近年の相関トレンドと変化する相関の実例を押さえておきましょう。相関係数は市場環境によって大きく変化します。2022〜2024年にFRBが急ピッチで利上げした時期には「ドルの強さ」が全てを支配し、普段は中程度の相関しかないペア同士でも相関係数が+0.90を超える場面が見られました。一方、2024年後半〜2025年にかけてはFRBの利下げ転換と日銀の利上げサイクル(2024年3月マイナス金利解除、7月0.25%、2025年1月0.5%へ引き上げ)が重なり、USD/JPYが他のドルストレートペアと異なる動きをする場面が増えました。EUR/USDとUSD/JPYの逆相関が弱まり、従来のセオリーが通じない期間が続いたのです。また2025年4月のトランプ関税ショックでは安全通貨への逃避(円高・スイスフラン高)が同時に起き、相関パターンが通常とは異なる動きをした局面もありました。「相関は常に変化する」を肝に銘じておきましょう。
FX以外との相関と実践的な活用についても見ておきましょう。金(XAU/USD)とUSD/JPYにはリスクオフ局面で逆相関が見られます。ただし2024〜2025年の金価格史上最高値更新時は円安も同時進行し、従来の相関が崩れた例でもあります。原油価格とCAD/JPY(カナダドル円)には正の相関があり、カナダは産油国なので原油高→カナダドル高になりやすいです。S&P500とUSD/JPYは「リスクオン=株高+円安」の正の相関が知られていましたが、2024年以降は米株高でも円高になる場面が増え、以前ほどシンプルな相関ではなくなっています。リスクオン・リスクオフの局面判断と組み合わせて相関分析をするのが現代的なアプローチです。
相関分析の3つの実践的な活用法をまとめます。第1はリスクの重複回避。ポジションを新たに取る前に既存ポジションとの相関を確認し、+0.7以上ならロット数を半分にするか片方だけにすべきです。第2は逆相関ヘッジ。含み損が出ている時に逆相関ペアで一時的にリスクを相殺できますが、スプレッドコストが2倍かかる点と利益も相殺される点に注意が必要です。第3は確認シグナル。正の相関が強い通貨ペアの一方が先にブレイクアウトしたとき、もう一方も追随する可能性が高いと判断できます。例えばGBP/USDがレジスタンスラインを突破したら、EUR/USDの上抜けを待ってエントリーするという判断が可能です。

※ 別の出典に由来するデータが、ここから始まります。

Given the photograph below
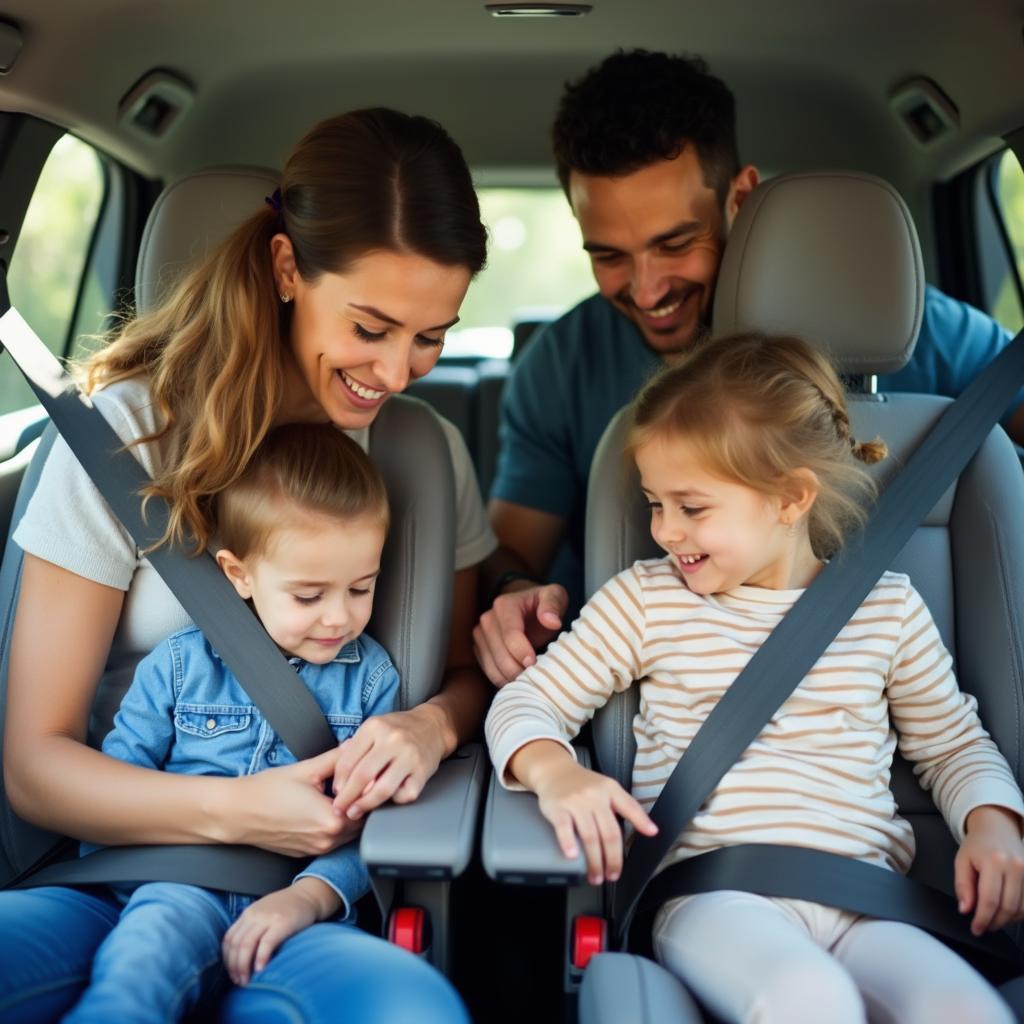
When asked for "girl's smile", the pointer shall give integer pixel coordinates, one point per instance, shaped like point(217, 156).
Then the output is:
point(720, 534)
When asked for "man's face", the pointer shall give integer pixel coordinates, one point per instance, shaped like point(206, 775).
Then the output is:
point(655, 239)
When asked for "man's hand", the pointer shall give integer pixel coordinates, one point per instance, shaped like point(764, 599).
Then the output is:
point(989, 869)
point(521, 622)
point(252, 940)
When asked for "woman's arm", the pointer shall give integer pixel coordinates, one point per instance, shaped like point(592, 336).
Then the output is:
point(392, 756)
point(62, 633)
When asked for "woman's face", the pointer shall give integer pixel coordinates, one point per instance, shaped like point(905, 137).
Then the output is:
point(360, 336)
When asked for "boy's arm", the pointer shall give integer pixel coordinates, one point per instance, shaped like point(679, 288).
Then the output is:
point(251, 941)
point(342, 870)
point(143, 726)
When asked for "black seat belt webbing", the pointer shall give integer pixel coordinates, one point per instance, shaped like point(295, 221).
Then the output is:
point(853, 885)
point(816, 619)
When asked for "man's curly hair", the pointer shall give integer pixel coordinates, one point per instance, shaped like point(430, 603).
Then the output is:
point(637, 108)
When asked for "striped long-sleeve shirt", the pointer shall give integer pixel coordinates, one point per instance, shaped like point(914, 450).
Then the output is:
point(818, 773)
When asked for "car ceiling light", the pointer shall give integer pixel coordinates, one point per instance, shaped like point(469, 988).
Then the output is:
point(539, 9)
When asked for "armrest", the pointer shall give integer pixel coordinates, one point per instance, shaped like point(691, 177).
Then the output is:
point(431, 838)
point(518, 844)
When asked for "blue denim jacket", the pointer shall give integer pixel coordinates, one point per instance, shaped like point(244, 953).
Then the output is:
point(186, 713)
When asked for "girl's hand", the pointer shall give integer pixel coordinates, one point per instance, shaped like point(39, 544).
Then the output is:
point(989, 869)
point(286, 810)
point(251, 941)
point(389, 758)
point(584, 803)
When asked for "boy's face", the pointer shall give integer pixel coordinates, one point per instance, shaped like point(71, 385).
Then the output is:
point(313, 588)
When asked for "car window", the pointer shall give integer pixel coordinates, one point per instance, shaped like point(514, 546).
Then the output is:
point(536, 269)
point(52, 281)
point(1006, 187)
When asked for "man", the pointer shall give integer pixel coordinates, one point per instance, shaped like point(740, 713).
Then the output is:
point(646, 153)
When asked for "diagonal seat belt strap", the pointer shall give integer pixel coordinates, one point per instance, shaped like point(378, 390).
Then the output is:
point(197, 583)
point(816, 619)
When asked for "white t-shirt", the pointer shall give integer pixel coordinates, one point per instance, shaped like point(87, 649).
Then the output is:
point(67, 522)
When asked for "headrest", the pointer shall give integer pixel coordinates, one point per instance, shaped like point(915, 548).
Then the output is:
point(190, 217)
point(832, 257)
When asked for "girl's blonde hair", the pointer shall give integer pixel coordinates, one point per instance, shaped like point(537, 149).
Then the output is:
point(214, 352)
point(757, 409)
point(312, 468)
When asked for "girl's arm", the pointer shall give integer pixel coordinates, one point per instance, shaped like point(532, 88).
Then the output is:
point(552, 699)
point(392, 756)
point(970, 779)
point(62, 632)
point(938, 725)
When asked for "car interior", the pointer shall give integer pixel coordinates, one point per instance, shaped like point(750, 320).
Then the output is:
point(133, 137)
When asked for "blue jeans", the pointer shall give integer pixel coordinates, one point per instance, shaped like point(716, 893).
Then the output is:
point(59, 949)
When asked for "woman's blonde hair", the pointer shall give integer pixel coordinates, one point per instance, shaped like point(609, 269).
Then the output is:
point(214, 352)
point(757, 409)
point(306, 467)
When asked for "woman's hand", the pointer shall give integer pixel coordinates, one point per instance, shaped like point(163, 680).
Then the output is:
point(389, 758)
point(286, 810)
point(580, 802)
point(989, 869)
point(253, 939)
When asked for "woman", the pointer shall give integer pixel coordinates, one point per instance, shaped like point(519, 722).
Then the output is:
point(317, 308)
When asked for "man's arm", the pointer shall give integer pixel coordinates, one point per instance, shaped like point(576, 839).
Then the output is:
point(521, 614)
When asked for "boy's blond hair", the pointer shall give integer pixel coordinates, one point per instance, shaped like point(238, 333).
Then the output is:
point(312, 467)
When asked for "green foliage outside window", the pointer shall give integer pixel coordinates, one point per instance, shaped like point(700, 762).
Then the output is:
point(1010, 185)
point(52, 248)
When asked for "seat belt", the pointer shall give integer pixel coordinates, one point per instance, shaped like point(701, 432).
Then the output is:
point(212, 604)
point(791, 651)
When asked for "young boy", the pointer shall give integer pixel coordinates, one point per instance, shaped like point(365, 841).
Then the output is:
point(300, 536)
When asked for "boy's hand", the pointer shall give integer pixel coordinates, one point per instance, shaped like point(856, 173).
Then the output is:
point(989, 869)
point(251, 941)
point(584, 803)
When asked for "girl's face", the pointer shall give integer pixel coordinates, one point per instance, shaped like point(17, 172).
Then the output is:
point(721, 534)
point(313, 587)
point(360, 336)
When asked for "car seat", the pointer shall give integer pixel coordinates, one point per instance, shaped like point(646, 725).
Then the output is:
point(414, 851)
point(834, 258)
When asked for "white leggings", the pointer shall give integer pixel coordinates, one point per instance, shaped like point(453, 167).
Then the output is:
point(752, 958)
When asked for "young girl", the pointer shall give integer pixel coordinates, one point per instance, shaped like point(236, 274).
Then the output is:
point(324, 303)
point(745, 457)
point(300, 534)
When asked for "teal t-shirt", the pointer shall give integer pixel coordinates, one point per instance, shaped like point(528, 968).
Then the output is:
point(582, 369)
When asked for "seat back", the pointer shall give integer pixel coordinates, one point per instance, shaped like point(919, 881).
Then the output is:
point(834, 258)
point(412, 606)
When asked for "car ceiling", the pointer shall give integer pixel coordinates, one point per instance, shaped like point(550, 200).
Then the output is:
point(811, 78)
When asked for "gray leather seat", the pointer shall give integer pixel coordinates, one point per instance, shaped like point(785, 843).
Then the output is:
point(432, 838)
point(834, 258)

相関係数を確認できるツールについても紹介します。MT4/MT5では無料の相関インジケーター(Correlation Indicator)をインストールして確認できます。TradingViewでは「Correlation Coefficient」インジケーターが標準搭載されており、リアルタイムで確認可能です。海外サイトの「Myfxbook」や「Mataf.net」では任意の期間・通貨ペアの相関マトリックスを無料で閲覧できます。通貨強弱ガイドの相関マトリックスも参考にしてください。相関は期間によって変わるため、デイトレなら20日、スイングなら60〜90日のデータで定期的に確認する習慣をつけましょう。
相関を意識するだけで「知らないうちにリスク2倍」を防げます。資金管理とあわせて活用しましょう。